The “4 samples” monitor was getting “not in sync” responses it looks like, maybe it’s being rate limited? Which version of ntpd do you run? I wonder if the monitor is more aggressive than ‘ntpdate’ (that was what I was trying to emulate with the 4 requests, 2 seconds between each).
both Time-Servers are on Ubuntu 16.04 with ntpd Ver. 4.2.8p4.
After reviewing some online sources and this thread, i added the following to the configuration: discard average 2 minimum 1. Since then it seems to be ok. I think this was an issue with rate limiting.
[ eh, I was quoting 4.1.1 docs – no wonder I was confused by this! So edited below ]
I put ‘limited’ in the default configuration suggestions on http://www.pool.ntp.org/join/configuration.html – so assuming that’s reasonable then the monitoring system should be working with that default configuration.
The system should be waiting 2 seconds between each query and the default “minimum” setting is that, so I don’t understand why it’s not working. @bhueske I haven’t taken time to read the tcpdump you sent properly. Can you summarize it for me (and everyone else)?
Do the monitoring systems for the normal pool and beta pool query independently from the same IPs?
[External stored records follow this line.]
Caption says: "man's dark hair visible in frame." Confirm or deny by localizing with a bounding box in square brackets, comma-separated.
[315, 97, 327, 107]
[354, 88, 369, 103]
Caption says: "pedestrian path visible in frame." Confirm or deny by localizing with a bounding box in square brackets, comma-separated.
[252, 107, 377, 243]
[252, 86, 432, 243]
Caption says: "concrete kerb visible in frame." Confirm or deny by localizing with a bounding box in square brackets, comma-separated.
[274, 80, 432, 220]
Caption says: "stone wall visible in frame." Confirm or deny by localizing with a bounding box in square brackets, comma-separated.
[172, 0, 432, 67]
If so, and a server is in both pools, and they both happened to query around the same time, it could be a problem. But that sounds quite rare.
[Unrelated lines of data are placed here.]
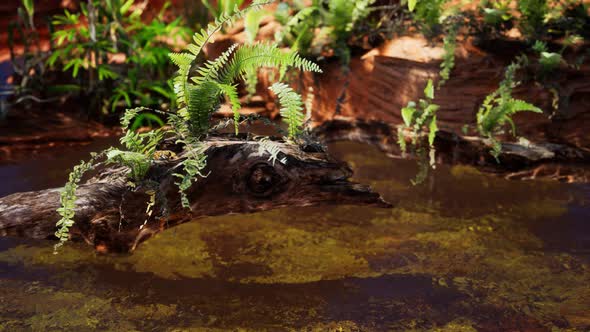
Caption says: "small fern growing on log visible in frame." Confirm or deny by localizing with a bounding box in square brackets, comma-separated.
[56, 1, 321, 248]
[477, 57, 543, 160]
[269, 83, 305, 139]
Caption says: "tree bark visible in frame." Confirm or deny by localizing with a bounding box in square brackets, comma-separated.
[0, 138, 389, 252]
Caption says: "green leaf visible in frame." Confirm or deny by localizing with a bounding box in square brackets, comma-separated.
[402, 105, 416, 127]
[428, 115, 438, 146]
[119, 0, 135, 15]
[22, 0, 35, 17]
[424, 80, 434, 99]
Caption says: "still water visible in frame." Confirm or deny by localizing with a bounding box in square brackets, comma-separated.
[0, 141, 590, 331]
Yikes! I think the “Los Angeles (4 samples)” beta monitor was running old code that wasn’t waiting 2 seconds between each query. I fixed it just now. Hopefully that solves the unexpected errors. :-/ Sorry about that!
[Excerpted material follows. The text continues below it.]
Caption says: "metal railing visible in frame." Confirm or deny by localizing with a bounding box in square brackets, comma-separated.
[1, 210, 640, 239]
It looks like there may still be some issues with the LA (4 samples) beta monitor (either that or I’m having inexplicable routing issues with only that monitoring node). Every other monitor in the beta system, plus all the ones on the main system are having no issues with my systems, but that LA (4 samples) beta monitor is consistently failing talking to my systems.
I think I still see the “4 samples” monitor sending 4 requests with no delay between them. I wanted to look at the code to see how it works. The original post says the old monitor written in perl was replaced, but there is no link to the new one .
Yikes! Indeed. I made the change in February, but either messed up pushing it to the server or restarting the right process. My workflow hadn’t caught up to two IPv4 monitors running on the same server, I think.
Thank you for pointing this out. I restarted it now and verified the behavior by staring at tcpdump for a bit.
I’m not sure if it’s intended, but I no longer see the monitoring host making any bursts. In tcpdump output I see about 6 requests per hour and it’s a mix of NTPv3 and NTPv4 requests.
I noticed that the graphs have different time scales, but even accounting for that, the scores from the new site are consistently lower. By the way, is there a means (like a HTTP GET variable) to sync up the x axes of the graphs between the two sites?